Zihao He^{1,2}, Anthony G. Christodoulou^{1,3}, Hua Guo^{2}, and Debiao Li^{1,4}

Calculation of the ejection fraction from cardiac cine MR images requires segmenting multiple images of the left ventricle. This process, which is often performed manually, is time-consuming and observer-dependent. In this work, an unsupervised machine learning algorithm, combining hidden Markov random field and optical flow, has been proposed to perform semi-automatic tissue segmentation on T1/T2-weighted low-rank tensor images that have a built-in feature space due to low-rank factorization performed during image reconstruction.

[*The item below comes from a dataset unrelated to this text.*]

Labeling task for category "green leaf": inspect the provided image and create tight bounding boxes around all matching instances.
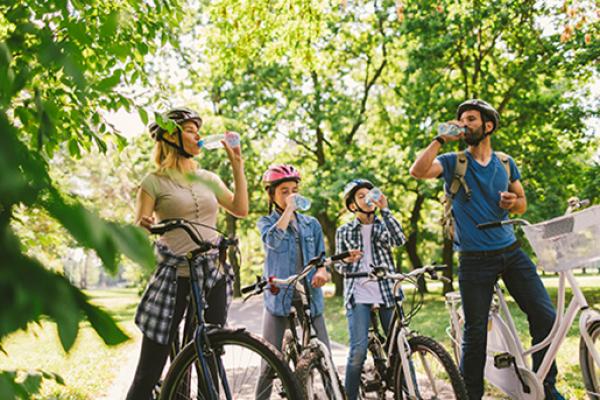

The segmentation results then allow automatic EF calculation. Demonstrated results have higher efficiency and similar accuracy compared with manual segmentation, and were stable with respect to different initializations.

Images
were acquired using low-rank tensor-based cardiovascular MR (CMR) multitasking^{6},
resulting in different T1/T2-weighted contrast images at different time points.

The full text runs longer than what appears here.